Survivng Cancer is Tough, surviving the cure is just as hard!
I’ve been there, so when I read a story today about how people go through allsorts post cancer, I can only sympathise, I’m still fighting some of my problems.
The story discusses Freddie Cano, he’s cured after find a lump on his neck - he had the full treatment, surgery, chemotherapy, radiation and finally got clear.
But the treatment that vanquished the cancer also destroyed Cano’s salivary glands, so he constantly drinks water to keep his mouth from getting dry. It takes longer to eat, because of scar tissue in his throat that must periodically be thinned. For a time after the treatment, one foot “dropped” when he walked. “The chemo was short-circuiting the brain waves to my feet.”
The dream, Cano said, is “the treatments end and everything is fine again. It doesn’t happen.”
He doesn’t complain about the side-effects of Chemo, heck none of us do - it’s a do it or die situation.
People are starting to notice that cancer survivors often don’t get the care they need to live the fullest lives possible and there are calls in the US for long-term follow-up for adult cancer survivors.
In the US men are 50-50 chance of developing cancer at some point in their lives, while for women it’s 1 in 3.
It’s no longer a death sentence and treatment is available.
Cancer can change your life!
“Some people go a little bit crazy, the second chance of life,” Cano said. “I had a 30 percent chance to survive the next five years, and I’m eight years out.”
But survival comes at a cost. Surgery, powerful doses of chemotherapy and radiation can take a toll years or even decades later, resulting in problems such as secondary cancers, structural changes in the brain, infertility and diabetes.
“The cancer looks like it’s gone,” said Dr. Daniel Karak-la, a head and neck surgeon at Eastern Virginia Medical School who specializes in oncology. “That’s just the beginning of the story.”
And there’s more than just physiological side effects. Survivors also can experience long-lasting emotional problems and a perpetual sense of being lost.
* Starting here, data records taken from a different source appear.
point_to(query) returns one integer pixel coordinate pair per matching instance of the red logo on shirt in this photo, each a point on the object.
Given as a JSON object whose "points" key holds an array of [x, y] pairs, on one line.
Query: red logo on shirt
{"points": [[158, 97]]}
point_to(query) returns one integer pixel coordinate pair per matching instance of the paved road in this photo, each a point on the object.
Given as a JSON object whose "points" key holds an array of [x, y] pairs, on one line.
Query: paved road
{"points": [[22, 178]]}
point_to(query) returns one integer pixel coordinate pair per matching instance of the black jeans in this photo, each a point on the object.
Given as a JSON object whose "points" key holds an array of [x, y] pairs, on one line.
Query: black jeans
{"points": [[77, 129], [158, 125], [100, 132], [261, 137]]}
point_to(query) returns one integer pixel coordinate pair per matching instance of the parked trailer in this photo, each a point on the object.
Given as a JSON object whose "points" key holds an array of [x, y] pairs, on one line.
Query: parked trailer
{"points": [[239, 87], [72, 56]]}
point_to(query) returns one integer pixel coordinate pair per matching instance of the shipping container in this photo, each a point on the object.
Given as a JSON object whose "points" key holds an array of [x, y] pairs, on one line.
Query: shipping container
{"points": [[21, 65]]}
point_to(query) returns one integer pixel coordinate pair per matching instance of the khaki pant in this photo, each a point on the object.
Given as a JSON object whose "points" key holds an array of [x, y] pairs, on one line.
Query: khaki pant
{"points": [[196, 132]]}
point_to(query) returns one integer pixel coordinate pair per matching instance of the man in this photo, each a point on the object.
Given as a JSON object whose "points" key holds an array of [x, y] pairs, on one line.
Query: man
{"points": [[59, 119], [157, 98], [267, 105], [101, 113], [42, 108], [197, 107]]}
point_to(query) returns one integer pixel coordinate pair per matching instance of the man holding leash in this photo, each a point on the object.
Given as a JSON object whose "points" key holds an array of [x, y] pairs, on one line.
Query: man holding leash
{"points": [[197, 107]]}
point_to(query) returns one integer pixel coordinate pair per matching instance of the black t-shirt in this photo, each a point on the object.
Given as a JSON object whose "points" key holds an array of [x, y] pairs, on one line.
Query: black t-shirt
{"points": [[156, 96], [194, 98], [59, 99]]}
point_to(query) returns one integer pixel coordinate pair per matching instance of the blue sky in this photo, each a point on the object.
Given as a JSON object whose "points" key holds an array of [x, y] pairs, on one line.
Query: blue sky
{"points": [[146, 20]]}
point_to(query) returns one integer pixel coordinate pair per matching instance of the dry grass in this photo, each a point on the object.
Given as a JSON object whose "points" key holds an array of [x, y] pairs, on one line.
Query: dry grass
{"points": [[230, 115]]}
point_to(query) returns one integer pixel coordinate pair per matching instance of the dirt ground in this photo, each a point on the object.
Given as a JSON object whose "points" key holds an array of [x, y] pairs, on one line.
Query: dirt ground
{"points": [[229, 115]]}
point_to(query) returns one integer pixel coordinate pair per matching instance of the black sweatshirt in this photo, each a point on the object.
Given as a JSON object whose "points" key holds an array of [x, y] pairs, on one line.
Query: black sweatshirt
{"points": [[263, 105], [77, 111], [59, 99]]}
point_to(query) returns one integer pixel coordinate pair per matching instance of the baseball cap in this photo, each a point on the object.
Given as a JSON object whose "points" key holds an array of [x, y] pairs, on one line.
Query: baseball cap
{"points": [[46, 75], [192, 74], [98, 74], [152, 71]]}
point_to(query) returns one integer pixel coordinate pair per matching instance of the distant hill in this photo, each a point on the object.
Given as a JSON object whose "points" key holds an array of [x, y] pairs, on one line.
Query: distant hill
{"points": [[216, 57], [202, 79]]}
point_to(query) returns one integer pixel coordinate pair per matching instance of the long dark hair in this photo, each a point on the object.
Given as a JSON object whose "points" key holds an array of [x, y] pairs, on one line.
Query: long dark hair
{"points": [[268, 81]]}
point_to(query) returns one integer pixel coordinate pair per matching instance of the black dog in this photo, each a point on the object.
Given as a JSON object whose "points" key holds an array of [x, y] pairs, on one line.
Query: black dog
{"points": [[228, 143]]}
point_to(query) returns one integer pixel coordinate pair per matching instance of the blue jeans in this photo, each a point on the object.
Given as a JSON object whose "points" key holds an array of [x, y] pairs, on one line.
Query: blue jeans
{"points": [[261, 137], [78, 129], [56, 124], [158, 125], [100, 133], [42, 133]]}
Where to find help is not as clear as it was during their active treatment - when there’s a systematic plan, protocols to follow and a team of medical professionals overseeing them.
Some cancer treatments have well-known negative effects. For example, in testicular cancer, the radiation will almost certainly permanently destroy sperm production.
“We talk about that on the first visit so that they can bank sperm” if patient s want to have children later in life, said Dr. Paul Conkling, a medical oncologist at Virginia Oncology Associates in Norfolk.